Toparlandı, ayağa kalktı. Yere bastı sıkıca, ayakkabısının topuğuna bir şey olmamasına sevindi. Çorabı kaçmıştı sadece. Sol bileği hafifçe acıyordu. Adamın çarptığı sol omzu da "ben buradayım" diyordu sanki.

Arkasından bağıranları, söylenenleri hiç umursamadan uzaklaşmıştı adam. Ardına bile bakmamıştı. Bu güzelim şehrin, bu güzelim caddesinde böyle “çirkin” bir adamın işi neydi. “Bunlar hep böyle abla. Yürümeyi bilmezler bir de gelip büyük şehrin ortasına yerleşirler.” diyordu gençten biri, öbür söylenenlerin sesini bastırarak.

“Amannn, neyse”, diye düşündü kadın. Bugün hiç kimsenin keyfini kaçırmasına izin vermeyecekti. Daha dün aldığı kırmızı ayakkabılarına da bir şey olmamıştı zaten. O kadar para saydığına deymişti.
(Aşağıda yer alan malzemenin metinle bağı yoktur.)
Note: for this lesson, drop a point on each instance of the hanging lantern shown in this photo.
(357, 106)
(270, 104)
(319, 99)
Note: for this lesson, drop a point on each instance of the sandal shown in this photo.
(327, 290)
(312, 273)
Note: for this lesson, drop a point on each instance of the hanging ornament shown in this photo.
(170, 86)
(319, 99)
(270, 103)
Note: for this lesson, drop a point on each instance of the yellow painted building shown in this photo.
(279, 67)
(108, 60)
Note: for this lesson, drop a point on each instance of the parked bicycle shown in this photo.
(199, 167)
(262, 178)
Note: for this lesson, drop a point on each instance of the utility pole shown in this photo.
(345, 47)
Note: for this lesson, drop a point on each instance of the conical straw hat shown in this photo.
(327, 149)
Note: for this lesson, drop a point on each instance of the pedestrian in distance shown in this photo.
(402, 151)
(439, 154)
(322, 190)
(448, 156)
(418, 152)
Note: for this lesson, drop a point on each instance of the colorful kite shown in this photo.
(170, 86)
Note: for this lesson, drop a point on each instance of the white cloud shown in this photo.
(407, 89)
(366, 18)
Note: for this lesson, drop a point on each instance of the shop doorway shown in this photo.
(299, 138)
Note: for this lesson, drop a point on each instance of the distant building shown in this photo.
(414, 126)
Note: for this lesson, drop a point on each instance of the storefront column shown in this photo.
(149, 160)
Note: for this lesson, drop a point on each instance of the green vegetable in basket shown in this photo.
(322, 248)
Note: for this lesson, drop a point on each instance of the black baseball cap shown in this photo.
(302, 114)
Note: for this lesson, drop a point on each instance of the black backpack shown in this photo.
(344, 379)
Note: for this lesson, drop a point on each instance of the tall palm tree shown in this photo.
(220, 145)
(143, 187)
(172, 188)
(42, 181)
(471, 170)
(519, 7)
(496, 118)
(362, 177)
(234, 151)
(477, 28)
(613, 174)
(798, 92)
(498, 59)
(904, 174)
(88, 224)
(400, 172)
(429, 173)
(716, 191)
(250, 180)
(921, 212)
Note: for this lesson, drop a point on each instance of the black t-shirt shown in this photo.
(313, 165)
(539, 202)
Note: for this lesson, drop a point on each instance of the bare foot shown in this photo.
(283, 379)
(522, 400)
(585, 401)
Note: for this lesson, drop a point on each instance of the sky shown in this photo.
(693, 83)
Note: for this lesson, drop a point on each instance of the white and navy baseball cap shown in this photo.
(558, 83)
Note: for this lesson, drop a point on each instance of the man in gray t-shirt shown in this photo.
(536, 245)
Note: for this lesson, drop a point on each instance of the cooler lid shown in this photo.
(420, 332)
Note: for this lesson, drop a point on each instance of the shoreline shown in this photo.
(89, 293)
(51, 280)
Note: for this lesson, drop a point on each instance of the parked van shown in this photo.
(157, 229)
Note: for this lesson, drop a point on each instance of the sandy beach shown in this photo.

Kadına çarpan adam, umarsızca değil, koşarcasına gitmişti. Az önce sesleriyle, serçeler gibi okulun bahçesini dolduran, bayrak törenindeki çocukların yanındaydı şimdi. Kızını arıyordu. Telaşla reviri bulduğunda kızının tek başına yattığını gördü. Dizindeki gazlı bez kırmızıya boyanmıştı, kapıda kalakaldı. Kızı “ Babacığım, bir şeyim yok.” derken ağlamaya başlamıştı. Kızının sesiyle kendisine gelen babanın da gözleri doldu. Önemli bir şey yoktu evet. Taksiyle gidemezlerdi, çantasını sonra alırım diye düşünüp kızını kucaklamak istedi. “Yürürüm güzel babacığım, bir şeyim yok.” diyen kızını dinlemedi. Kızın gözleri yerdeydi, “Pabuçlarımı unutma babacığım diyordu.” Telaşla.

Kıştan beri istediği, sonunda annesinin masraf parasından artırıp, Perşembe Pazarı’ndan aldığı pabuçlarının derdine düşmüştü bacağı yaralı kız. Ama kırmızı pabuçlarının…

 
Toplam blog
: 210
: 3227
Kayıt tarihi
: 29.03.07
 
 

Yazmak... Öyle güzel, öyle hoş ve öyle derin bir eylem ki!.. Olmazları bile oldurabiliyorsun. "Ke..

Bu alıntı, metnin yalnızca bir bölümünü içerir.